ONCE
ONCE
Zschokke se detuvo y gruñó al tiempo que le daba unos golpecitos en el pecho a D’Amato. El comerciante de agua retrocedió con paso tambaleante, como si le hubiesen propinado un golpe tremendo.
El enorme mayordomo abrió una puerta que, por supuesto, chirrió, y condujo a D’Amato a través de ella. A continuación alzó la vela que llevaba y continuó pasillo abajo.
Kloszowski no sabía en qué parte de la casa se hallaban. Los habían llevado a bastante distancia del gran salón a través de corredores y escaleras, y podían encontrarse tanto en las profundidades de Udolpho como en lo alto de una de sus torres.
Habían atravesado una zona ruinosa del edificio, y entonces se dio cuenta de que Zschokke se mostraba algo asustado y lanzaba demasiadas miradas cautelosas a su alrededor, apartándose de los nichos de los muros y de las habitaciones que ocultaba la oscuridad. Kloszowski detestaba pensar en qué podía darle miedo a aquel gigantesco bruto.
Aquéllas eran las dependencias de los huéspedes.
Antonia intentaba sonreír y le formulaba al mayordomo preguntas acerca de la familia y de la casa. Zschokke intercalaba algunos gemidos entre sus gruñidos de respuesta.
—Esto —estaba diciendo la bailarina— me recuerda mucho a la posada plagada de demonios de la obra de von Diehl titulada El destino de la bella Florence, o Torturada y abandonada.
Llegaron a otra puerta y Zschokke la empujó para abrirla. Ardía un fuego en el hogar de la habitación que estaba decorada al estilo de Catai, con sedas, mesas bajas y piezas de porcelana. El mayordomo señaló a Antonia con un dedo.
—¿Para mí? —preguntó ella—. Gracias. Tiene un aspecto encantador, muy acogedora.
A Kloszowski le asignó la habitación contigua, una diminuta celda con un camastro desnudo, una sola vela y una manta fina. Era lo que creían adecuado para un sacerdote, obviamente. La próxima vez que se viese obligado a disfrazarse, escogería algo con más posibilidades de proporcionarle un alojamiento mejor que éste. Zschokke cerró de golpe la puerta a sus espaldas, y lo dejó a solas.
Había una ventana de cristal fino en la cual la lluvia tamborileaba sin parar. Kloszowski miró a través del cristal, pero no pudo ver nada más que los regueros de agua.
Se quitó el hábito y las botas del novicio. Aún tenía los pies sucios del fango del bosque, y el resto de sus ropas estaban rasgadas y mugrientas debido a su estancia en las mazmorras de Zeluco. Se arrancó a trozos los calzones, y se despegó del pecho y los brazos los jirones de camisa que le quedaban.
Había un barreño de agua junto a la cama. Recordó la fiebre amarilla de D’Amato, pero supuso que allí, en la montaña, no le comprarían a un chupasangre como aquél, ya que resultaba obvio que tenían la lluvia suficiente para llenar sus propios toneles. Se lavó con esmero y se sintió mejor que en muchos meses.

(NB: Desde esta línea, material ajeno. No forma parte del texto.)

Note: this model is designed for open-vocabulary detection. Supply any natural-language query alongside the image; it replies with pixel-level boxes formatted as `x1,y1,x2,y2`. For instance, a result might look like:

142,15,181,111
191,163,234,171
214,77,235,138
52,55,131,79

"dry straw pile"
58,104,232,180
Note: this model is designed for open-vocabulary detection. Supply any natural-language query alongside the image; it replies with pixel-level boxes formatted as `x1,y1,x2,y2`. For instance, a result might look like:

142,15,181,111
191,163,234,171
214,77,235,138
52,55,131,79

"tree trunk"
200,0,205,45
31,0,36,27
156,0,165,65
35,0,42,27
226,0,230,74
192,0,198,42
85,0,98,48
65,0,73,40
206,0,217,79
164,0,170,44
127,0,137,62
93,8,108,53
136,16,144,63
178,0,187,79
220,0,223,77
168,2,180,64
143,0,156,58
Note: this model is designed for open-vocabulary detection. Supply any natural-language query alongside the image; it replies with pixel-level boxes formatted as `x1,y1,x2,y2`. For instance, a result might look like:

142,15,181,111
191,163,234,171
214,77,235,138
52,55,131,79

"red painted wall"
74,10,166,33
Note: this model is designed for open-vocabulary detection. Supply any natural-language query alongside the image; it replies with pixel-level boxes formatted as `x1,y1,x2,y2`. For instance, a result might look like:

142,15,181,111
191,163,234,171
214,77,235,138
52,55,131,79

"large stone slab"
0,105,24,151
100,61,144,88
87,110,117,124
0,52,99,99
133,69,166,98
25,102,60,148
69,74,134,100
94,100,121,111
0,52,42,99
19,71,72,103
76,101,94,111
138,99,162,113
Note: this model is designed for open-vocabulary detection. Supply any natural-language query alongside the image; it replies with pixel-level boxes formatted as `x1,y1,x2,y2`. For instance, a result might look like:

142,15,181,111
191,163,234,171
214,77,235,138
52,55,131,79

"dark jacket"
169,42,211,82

Cosa extraña, en la habitación había un espejo de cuerpo entero, el único detalle no ascético del mobiliario.
Desnudo, se situó ante él y alzó la vela.
Las mazmorras no le habían hecho ningún bien. Tenía cardenales en las muñecas, los tobillos, la espalda y el pecho, y se había hecho rasguños en las rodillas y las caderas. Podía verse los huesos con demasiada claridad a través de la piel, y su rostro estaba más macilento que románticamente delgado.
No obstante, ya había acabado aquella penosa experiencia en particular.
Entonces, la imagen del espejo se estremeció y distorsionó como si una ola pequeña recorriera la superficie de un estanque encalmado. El marco se movió hacia delante, el espejo giró sobre un lado y se abrió como una puerta.
Kloszowski intentó cubrirse con una toalla. El corazón le latía demasiado aprisa. Algo salió del espacio oscuro situado detrás del espejo, lo cogió por el cuello y le hizo bajar la cabeza.